At the moment, Gen Makenga is not eligible for amnesty, the stickiest of all the 11 issues and one that had on several occasions derailed the stuttering Kampala talks in recent weeks.

He is second on the list that Kinshasa published in September of the 100 top-ranking rebel officials ineligible for remission because of war crime charges against them — a position the UN has fully backed, further demonstrating its opposition to the Kampala process.

On the night of Wednesday, November 6, Gen Makenga handed himself over to Ugandan authorities in the southern district of Kisoro following his group’s formal announcement a day earlier renouncing its rebellion.

His surrender after the surprise crumbling of his group, which took just 12 days, can be immediately explained by gross strategic and tactical errors such as underestimating the effects of sweeping changes within the Congolese army and the resolve of the UN’s special fighting force, the Force Intervention Brigade (FIB), to attack M23 as per its mandate.

But then, the seeds of its eventual collapse were sown much earlier, in November last year. When President Museveni decided to deal with Gen Makenga instead of Bishop Jean-Marie Runiga, M23’s initial political head, he would not have imagined that this choice would trigger off a chain of events that would eventually drive it into oblivion.

READ: DRC peace talks halt as M23 split deepens

International pressure

When the rebels overran Goma, international pressure was brought to bear upon President Museveni, the International Conference on the Great Lakes Region chair, to ensure they vacated this major commercial centre of eastern Congo.

In one of the extraordinary summits he convened with regional heads of state, President Museveni managed to secure a commitment that the Congolese government would listen to, evaluate and resolve M23’s legitimate grievances if they stopped expanding the war, withdrew immediately and stopped talk of overthrowing the elected government of President Kabila.

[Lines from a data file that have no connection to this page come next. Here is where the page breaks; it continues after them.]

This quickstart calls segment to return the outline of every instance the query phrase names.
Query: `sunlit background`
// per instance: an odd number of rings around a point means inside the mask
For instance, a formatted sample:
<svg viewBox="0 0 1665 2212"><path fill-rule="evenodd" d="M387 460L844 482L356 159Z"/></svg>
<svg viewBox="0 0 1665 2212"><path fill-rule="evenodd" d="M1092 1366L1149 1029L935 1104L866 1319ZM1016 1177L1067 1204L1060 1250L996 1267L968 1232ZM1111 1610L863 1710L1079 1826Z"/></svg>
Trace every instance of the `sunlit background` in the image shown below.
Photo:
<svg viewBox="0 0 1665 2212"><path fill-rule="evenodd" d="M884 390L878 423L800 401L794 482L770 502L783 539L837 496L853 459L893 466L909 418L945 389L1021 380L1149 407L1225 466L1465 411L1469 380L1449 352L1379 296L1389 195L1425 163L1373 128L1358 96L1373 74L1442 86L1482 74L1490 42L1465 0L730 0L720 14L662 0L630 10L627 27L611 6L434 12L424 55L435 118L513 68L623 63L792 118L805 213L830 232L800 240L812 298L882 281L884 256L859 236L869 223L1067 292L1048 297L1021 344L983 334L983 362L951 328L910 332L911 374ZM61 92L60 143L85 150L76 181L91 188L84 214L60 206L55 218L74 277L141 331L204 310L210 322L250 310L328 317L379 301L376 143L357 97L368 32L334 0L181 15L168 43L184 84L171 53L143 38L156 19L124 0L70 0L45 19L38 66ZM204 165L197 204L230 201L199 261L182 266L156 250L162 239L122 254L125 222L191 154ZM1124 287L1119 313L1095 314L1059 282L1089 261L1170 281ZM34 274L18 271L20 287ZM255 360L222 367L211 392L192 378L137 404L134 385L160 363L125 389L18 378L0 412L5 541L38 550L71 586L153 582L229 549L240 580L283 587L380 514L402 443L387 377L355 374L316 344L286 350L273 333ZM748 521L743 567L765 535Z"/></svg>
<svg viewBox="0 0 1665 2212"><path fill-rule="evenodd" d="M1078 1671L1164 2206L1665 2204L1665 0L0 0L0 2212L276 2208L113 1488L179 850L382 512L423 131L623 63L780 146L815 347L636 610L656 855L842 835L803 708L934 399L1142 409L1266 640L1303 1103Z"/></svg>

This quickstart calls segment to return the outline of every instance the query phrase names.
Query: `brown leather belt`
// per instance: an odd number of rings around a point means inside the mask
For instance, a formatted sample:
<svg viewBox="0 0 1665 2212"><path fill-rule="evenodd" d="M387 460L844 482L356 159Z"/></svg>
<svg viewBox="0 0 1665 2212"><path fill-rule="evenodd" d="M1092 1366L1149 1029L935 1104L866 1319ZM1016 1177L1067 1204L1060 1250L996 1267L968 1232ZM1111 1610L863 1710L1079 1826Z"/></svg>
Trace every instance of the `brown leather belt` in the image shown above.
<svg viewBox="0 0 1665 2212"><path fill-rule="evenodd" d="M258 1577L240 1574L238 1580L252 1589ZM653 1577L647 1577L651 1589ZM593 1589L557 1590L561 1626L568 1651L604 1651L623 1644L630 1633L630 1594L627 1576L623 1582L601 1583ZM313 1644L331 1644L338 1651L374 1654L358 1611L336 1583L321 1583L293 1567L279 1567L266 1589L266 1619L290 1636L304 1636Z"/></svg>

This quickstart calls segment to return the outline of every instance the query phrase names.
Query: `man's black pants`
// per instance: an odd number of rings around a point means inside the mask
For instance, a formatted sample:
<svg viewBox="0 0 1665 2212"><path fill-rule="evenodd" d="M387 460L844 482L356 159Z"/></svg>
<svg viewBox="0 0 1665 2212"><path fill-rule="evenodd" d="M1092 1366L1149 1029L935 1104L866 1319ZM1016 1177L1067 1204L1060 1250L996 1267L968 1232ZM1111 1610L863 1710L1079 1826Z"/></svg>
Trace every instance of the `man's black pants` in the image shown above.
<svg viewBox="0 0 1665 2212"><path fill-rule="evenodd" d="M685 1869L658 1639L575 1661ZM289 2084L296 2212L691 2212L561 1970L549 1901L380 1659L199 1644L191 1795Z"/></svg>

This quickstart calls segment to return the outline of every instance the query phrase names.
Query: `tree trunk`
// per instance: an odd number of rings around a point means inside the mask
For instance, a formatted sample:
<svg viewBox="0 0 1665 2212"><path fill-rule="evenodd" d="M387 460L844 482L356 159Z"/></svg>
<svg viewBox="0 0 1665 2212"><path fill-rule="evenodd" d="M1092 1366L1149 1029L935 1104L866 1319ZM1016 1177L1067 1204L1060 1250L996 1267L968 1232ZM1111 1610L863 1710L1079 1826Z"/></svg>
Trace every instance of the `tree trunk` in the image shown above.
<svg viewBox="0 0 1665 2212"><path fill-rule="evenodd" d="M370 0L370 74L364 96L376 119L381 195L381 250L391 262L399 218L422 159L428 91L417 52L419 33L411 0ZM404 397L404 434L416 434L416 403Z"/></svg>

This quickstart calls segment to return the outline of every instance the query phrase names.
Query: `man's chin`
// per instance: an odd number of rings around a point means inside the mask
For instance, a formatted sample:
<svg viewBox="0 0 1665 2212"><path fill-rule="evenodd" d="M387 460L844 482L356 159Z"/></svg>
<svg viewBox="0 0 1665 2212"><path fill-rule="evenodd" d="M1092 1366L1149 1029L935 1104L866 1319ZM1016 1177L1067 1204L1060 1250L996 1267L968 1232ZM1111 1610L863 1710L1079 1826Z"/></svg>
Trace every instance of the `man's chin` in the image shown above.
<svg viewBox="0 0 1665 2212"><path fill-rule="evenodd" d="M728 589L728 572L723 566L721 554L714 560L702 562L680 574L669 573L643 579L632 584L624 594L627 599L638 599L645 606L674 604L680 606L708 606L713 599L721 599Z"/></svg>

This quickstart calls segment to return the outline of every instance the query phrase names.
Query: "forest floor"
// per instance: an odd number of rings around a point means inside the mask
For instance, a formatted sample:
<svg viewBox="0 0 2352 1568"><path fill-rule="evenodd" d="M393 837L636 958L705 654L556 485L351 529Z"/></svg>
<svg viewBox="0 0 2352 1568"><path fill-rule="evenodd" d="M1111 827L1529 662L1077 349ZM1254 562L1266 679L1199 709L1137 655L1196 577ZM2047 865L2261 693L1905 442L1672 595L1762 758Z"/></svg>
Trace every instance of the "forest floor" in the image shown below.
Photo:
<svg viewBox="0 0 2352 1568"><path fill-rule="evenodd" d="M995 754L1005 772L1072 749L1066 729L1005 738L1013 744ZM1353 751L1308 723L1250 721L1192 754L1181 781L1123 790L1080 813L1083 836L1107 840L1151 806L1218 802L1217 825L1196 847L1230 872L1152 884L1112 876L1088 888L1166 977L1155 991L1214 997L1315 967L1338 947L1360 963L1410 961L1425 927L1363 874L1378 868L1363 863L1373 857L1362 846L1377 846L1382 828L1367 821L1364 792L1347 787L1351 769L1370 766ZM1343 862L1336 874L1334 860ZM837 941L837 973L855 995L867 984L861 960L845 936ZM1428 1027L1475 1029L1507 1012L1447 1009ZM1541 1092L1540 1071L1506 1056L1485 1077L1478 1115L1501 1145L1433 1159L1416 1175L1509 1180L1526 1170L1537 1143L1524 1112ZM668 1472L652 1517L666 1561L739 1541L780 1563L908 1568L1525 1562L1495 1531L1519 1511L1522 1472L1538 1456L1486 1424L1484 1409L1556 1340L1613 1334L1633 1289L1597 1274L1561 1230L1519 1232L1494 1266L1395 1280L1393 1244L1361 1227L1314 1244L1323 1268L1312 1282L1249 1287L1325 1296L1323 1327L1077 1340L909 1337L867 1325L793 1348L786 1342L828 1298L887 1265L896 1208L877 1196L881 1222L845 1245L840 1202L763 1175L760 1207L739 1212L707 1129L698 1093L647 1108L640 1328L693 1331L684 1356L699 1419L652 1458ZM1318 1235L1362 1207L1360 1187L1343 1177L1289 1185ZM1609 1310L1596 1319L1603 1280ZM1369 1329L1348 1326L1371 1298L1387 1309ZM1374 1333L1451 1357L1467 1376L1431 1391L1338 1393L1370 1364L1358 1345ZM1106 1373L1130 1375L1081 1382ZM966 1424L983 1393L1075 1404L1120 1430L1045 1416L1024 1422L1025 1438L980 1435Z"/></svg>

“Makenga was told he had got a great opportunity to achieve recognition in the region and to have their grievances listened to and was advised to use it well,” a senior official in Uganda’s army, who was privy to the meeting Gen Makenga had with, among others, the Chiefs of Defence Forces from Uganda and Rwanda in Kampala, told The EastAfrican in an interview last year.

These grievances arose from allegations that Kinshasa had reneged on its promises in the 2009 agreement under which gen Makenga and others had been integrated into the government — the reason they mutinied in April.

All Gen Makenga wanted was total implementation of that agreement, which, essentially, would keep de facto control of the east in his hands.

However, Bishop Runiga, who had been courted to bolster the group’s appeal and legitimacy because of his religious networks, had grander ambitions and so insisted on broad issues of governance.

This was a divergence in worldview that Kinshasa exploited to slow down the talks, which it was not interested in in the first place, when they eventually opened in December.

Although at one point there was a suggestion to retake Goma in order to force Kinshasa to engage faster, Gen Makenga kept faith with the process President Museveni had initiated, a former aide to Bishop Runiga told The EastAfrican.

Moreover, the discord between the bishop and the general was boiling over. It would soon split the rebellion in February this year.

And so, beginning on October 25, the rebellion’s disharmony was put to its ultimate test when a Congolese army that was much improved from the outfit the rebels had easily overrun a year ago, working in close concert with the UN’s intervention force, chased them out of the large swathes of territory they had controlled for 20 months in a fraction of the time it took the rebels to capture it.